Patel et al[3] reported that the 5-year head and neck MPNST DSS rate was 65.1%, based on analysis of the SEER database. Similar studies from single institutions reported 5-year DSS rates of 30% and 20%, and a 2-year DSS rate of 21%[14,44]. In our study, the 2- and 5-year DSS rates were 86% and 43%, respectively. Local recurrence and distant metastasis exerted a major influence on DSS. In our study, 43% (3/7) of patients developed local recurrence; two of these patients died and the other one was lost to follow-up. In total, 57% (4/7) of the patients developed distant metastases and 75% died. Both of the patients without local recurrence or distant metastasis are still alive. Other studies revealed that tumor size, stage, and surgical resection significantly influenced DSS[1,2].

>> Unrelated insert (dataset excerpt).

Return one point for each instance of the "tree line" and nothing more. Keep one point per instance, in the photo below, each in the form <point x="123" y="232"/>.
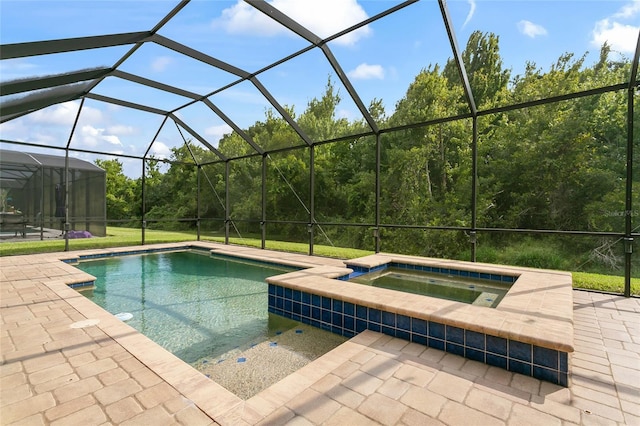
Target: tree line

Radical surgical resection is the mainstay of MPNST treatment[44,45]. In our study, 9 of 10 patients underwent wide excision; in the remaining case, the tumor was too large to excise. Adjuvant therapies, such as radiotherapy and chemotherapy, are now prescribed for MPNST patients. Some studies have suggested that radiation should be routine to improve survival and decrease the risk of recurrence[44,46]. Chemotherapy has been prescribed for those with large or recurrent tumors, but any role for chemotherapy as an MPNST treatment remains controversial[2]. In our study, both radiation and chemotherapy were prescribed for four patients, and radiation only for one. As our study included a relatively small number of cases, larger series are needed to validate the results.
In summary, MPNST is an uncommon and aggressive soft tissue sarcomas and the head and neck MPNST is extremely rare. Clinical and pathological characteristics of MPNST are not significant. The patients are with poor prognoses and associated with a high risk of recurrence and distant metastasis. Complete surgical resection is the main treatment.